Peut-on parler d’une civilisation islamique ?
La constitution de l'aire de civilisation islamique s'inscrit dans la longue durée. La prédication muhammadienne peut être considérée à la fois comme une continuité par rapport au milieu qui l'a vu naître, et aussi comme une rupture, par l'inflexion qu'elle va donner aux sociétés et aux cultures et par l'unification politique que des princes musulmans vont réaliser en son nom, de territoires appartenant à des aires culturelles différentes. La nouvelle religion monothéiste se développe donc, comme l'a bien rappelé Fernand Braudel, à un carrefour commercial et culturel, entre trois continents et deux ensembles maritimes, et elle fusionne les différents héritages de ces espaces très différents pour donner naissance à une civilisation originale. Le rapport que les nouveaux pouvoirs musulmans entretiennent avec les empires, voisins contemporains ou passés, n'est pas seulement d'opposition, c'est un rapport d'échange, de dialogue et de transmission. En outre, les études anthropologiques récentes insistent sur l'influence des structures sociales, tribales et familiales, en particulier de l'endogamie et du nomadisme, sur la constitution des caractères généraux de la nouvelle civilisation.
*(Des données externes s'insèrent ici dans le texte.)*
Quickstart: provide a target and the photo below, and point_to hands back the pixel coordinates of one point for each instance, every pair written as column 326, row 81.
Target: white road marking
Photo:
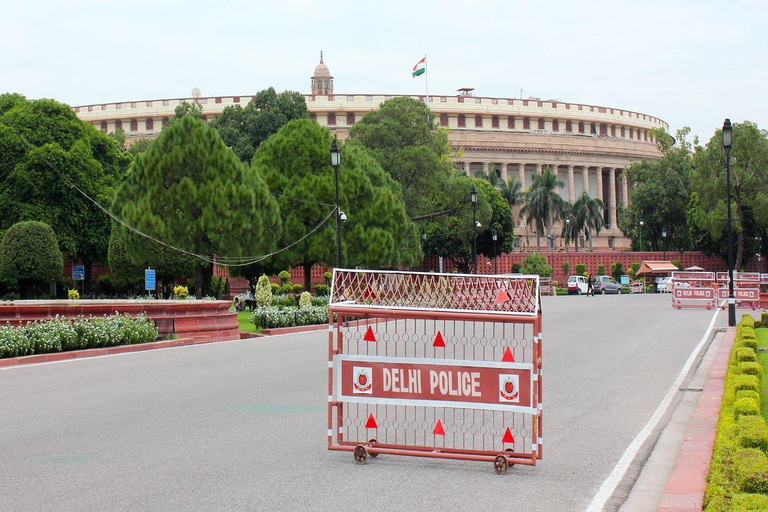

L'expansion rapide de l'islam sur des territoires variés n'a pas pour conséquence l'uniformisation des espaces, mais au contraire, grâce à la malléabilité de la nouvelle organisation, la diversité et la richesse dans un ensemble, de la péninsule Ibérique à la Chine, qui possède une certaine unité, déterminée par l'importance du fait urbain, par le rôle de la langue arabe, des marchands ou des savants.

In Géo-histoire de l’Islam, Pascal Buresi, Belin-sup histoire, 2005. Introduction du chapitre 2.

NB ce texte présente l'immense avantage de ne pas commencer la présentation de la civilisation musulmane par la religion.